According to Politico, a quarter of the students in private and charter schools went back to public schools. People moved to Kalamazoo. Two new schools were built.

“We used to talk about what shoes we had on, now it’s who has the highest GPA and who can get into what school,” one student said. “Now everybody has the same status.”

In the class of 2010, 87 percent of the city’s 550 high school graduates were eligible for at least some help from the program. By last November, 80 percent of those kids had enrolled in college classes.

Most of the kids stayed in the Kalamazoo area.

Many of the rippling effects of the Promise are only now becoming clear.

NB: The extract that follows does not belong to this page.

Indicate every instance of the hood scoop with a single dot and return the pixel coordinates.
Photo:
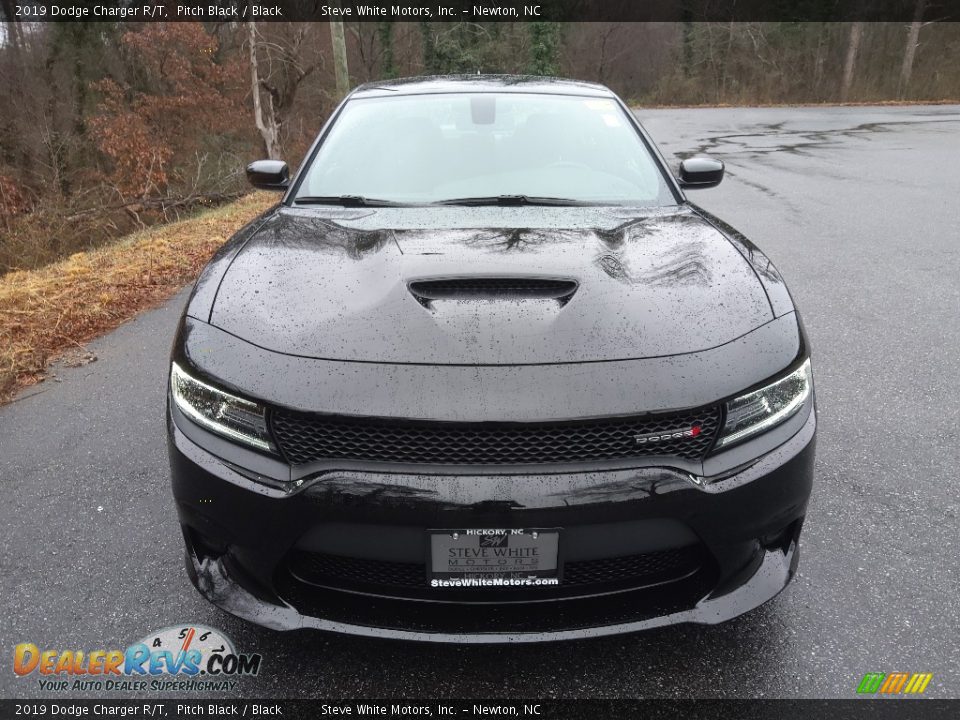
(493, 288)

For starters, Kalamazoo is creating better high school students.

According to a 2012 study by Timothy Bartik of the Upjohn Institute and Marta Lachowska of Stockholm University, Kalamazoo’s black students have fared particularly well. Grade point averages for black students in the district—which averaged 2.0—inched up .2 percentage points one year after the Promise and .7 points by year three. AP enrollment surged 300 percent for minorities. Principals shortened in-school suspensions.

Simply put, “it improved student behavior,” says Bartik. In 2013, six years after the Promise, test scores had gone up on every standardized test imaginable. Meanwhile, with enrollment up roughly 23 percent since the program began, the district’s operating budgets have increased, too—in the face of deep education cuts across the state.

Last year Kalamazoo spent $131 million, up 28 percent from the $87 million spent the year the Promise program was announced.

It’s not all rainbows and unicorns, though.

One in three high school students are still dropping out, most of them African-American males. The buoyant effect on the economy has been difficult to fine. Home prices are flat.